Enquanto dirijo meu carro calmamente,

noto que os transeuntes não têm pressa,

parecem sintonizados com o crepúsculo...

mas eu, se não me sentisse tão infeliz,

talvez tivesse pressa de chegar...

Essa vontade de chorar,

esse nó na garganta —

será a vida revirada;

a casa sem ela;

o trabalho sem nexo?

Estaciono o carro para ver melhor o mundo —

a mesa do bar é um excelente observatório!

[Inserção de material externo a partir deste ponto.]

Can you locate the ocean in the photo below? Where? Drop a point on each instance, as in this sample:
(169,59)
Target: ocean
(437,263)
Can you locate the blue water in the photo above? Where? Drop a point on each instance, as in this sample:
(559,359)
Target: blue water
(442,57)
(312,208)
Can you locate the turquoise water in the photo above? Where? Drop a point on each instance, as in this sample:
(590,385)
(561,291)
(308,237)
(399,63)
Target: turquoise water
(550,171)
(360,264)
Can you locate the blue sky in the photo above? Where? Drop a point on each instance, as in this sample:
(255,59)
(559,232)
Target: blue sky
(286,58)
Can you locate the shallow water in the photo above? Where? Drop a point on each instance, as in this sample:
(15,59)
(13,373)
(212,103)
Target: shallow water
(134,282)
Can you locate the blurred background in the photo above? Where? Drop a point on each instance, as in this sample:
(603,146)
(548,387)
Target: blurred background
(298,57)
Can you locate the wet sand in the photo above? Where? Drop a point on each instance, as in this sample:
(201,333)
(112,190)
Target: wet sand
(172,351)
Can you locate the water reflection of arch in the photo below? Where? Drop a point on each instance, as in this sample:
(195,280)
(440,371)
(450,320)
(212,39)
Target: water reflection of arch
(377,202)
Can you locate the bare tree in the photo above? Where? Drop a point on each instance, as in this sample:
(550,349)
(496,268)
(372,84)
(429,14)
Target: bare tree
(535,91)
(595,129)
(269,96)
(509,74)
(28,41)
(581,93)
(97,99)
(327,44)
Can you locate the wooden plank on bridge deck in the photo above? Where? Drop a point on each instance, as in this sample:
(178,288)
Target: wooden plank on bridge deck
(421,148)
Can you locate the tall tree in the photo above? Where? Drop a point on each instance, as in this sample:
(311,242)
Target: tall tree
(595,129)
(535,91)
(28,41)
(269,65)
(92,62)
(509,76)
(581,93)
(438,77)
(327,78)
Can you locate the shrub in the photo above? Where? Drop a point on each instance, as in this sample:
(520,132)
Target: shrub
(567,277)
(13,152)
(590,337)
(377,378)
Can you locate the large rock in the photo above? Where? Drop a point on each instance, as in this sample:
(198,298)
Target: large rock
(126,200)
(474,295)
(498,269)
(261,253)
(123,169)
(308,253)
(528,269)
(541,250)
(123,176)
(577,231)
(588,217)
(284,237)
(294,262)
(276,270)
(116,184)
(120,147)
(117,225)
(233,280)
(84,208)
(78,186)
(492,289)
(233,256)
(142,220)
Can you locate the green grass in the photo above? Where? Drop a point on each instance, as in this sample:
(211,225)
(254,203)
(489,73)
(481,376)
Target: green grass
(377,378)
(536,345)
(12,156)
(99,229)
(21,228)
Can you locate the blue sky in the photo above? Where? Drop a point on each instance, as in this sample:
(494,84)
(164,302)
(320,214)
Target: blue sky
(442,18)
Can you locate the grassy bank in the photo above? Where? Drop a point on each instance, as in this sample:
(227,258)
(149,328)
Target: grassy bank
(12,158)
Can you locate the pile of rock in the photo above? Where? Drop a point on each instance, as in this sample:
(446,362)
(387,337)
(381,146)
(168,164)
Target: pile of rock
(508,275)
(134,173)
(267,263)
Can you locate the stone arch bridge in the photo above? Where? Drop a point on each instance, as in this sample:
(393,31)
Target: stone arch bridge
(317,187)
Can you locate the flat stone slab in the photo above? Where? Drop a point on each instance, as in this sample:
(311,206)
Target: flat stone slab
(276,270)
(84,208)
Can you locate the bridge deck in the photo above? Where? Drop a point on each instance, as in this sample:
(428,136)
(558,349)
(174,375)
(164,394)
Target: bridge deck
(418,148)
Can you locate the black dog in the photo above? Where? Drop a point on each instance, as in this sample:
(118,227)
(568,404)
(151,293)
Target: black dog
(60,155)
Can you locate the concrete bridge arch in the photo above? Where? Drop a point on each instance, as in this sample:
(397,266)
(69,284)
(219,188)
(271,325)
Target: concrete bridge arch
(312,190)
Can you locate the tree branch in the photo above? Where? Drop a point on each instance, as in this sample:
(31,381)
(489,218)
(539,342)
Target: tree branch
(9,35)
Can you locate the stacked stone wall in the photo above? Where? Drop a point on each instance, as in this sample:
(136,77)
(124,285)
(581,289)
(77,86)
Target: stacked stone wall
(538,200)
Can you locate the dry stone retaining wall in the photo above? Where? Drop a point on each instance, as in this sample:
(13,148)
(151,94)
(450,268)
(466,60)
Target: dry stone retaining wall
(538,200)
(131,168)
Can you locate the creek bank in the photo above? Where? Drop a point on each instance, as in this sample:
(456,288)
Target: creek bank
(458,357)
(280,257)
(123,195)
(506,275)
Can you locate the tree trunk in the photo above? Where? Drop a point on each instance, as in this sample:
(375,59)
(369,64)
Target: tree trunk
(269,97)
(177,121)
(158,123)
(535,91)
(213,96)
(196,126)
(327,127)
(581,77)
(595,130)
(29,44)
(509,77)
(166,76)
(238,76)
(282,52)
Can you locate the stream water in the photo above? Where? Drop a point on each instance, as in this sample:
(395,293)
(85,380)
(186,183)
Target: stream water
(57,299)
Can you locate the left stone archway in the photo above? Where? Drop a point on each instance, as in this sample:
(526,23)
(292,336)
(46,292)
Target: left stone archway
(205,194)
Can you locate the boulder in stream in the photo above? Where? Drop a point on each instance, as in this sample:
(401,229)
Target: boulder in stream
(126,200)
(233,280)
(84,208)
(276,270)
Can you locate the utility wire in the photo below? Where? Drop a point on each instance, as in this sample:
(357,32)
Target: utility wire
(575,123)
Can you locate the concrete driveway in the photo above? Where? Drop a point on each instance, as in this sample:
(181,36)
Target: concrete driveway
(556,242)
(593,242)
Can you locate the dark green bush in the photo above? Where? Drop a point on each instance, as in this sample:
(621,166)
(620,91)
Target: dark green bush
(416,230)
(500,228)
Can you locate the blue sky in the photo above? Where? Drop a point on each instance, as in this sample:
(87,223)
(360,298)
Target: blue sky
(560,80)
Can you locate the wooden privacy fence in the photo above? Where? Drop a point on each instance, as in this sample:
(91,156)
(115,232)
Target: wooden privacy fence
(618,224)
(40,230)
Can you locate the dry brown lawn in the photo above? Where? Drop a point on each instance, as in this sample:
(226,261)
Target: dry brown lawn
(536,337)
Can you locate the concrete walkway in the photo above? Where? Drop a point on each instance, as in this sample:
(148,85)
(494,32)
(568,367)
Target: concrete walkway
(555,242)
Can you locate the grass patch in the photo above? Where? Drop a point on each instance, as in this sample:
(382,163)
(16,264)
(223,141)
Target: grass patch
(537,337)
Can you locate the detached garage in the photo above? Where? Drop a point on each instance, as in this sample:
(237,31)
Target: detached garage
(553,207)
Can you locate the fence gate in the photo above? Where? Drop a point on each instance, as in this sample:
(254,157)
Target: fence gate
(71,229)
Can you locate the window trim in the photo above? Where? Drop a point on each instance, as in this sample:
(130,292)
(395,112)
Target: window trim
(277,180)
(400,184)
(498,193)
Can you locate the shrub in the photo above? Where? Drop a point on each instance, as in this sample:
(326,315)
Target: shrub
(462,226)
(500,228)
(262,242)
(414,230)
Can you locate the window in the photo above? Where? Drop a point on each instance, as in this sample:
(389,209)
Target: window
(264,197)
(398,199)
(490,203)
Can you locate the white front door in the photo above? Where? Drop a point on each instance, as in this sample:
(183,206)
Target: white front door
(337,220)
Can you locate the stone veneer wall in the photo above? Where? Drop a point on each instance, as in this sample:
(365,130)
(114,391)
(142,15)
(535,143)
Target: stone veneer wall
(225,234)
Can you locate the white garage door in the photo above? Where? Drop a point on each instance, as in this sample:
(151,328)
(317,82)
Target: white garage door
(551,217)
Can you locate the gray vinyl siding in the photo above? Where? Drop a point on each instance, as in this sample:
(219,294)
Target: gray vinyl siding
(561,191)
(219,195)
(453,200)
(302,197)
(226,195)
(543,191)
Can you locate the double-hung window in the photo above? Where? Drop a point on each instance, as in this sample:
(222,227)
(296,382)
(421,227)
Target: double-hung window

eu penso: será apenas loucura, ciclotimia,

descompreensão da necessidade da dor,

esquecimento de como acompanhar féretros?

Mais um dia... sim, mais um dia

a esperar o trabalho dos vermes

dar cabo do que resta de mim!

Toco-me; sinto o pulso — estou vivo;

mas neste instante, abro outra janela e vejo:

o féretro de mim passa em frente ao bar...

Será que há tanta gente assim, como eu,

invingado dos tombos da vida,

carregando o fardo das velhas perdas,

à solta por aí?! Eu trescalo doença...

estar comigo é um perigo...

[Penas do Desterro, 21 de novembro de 2005]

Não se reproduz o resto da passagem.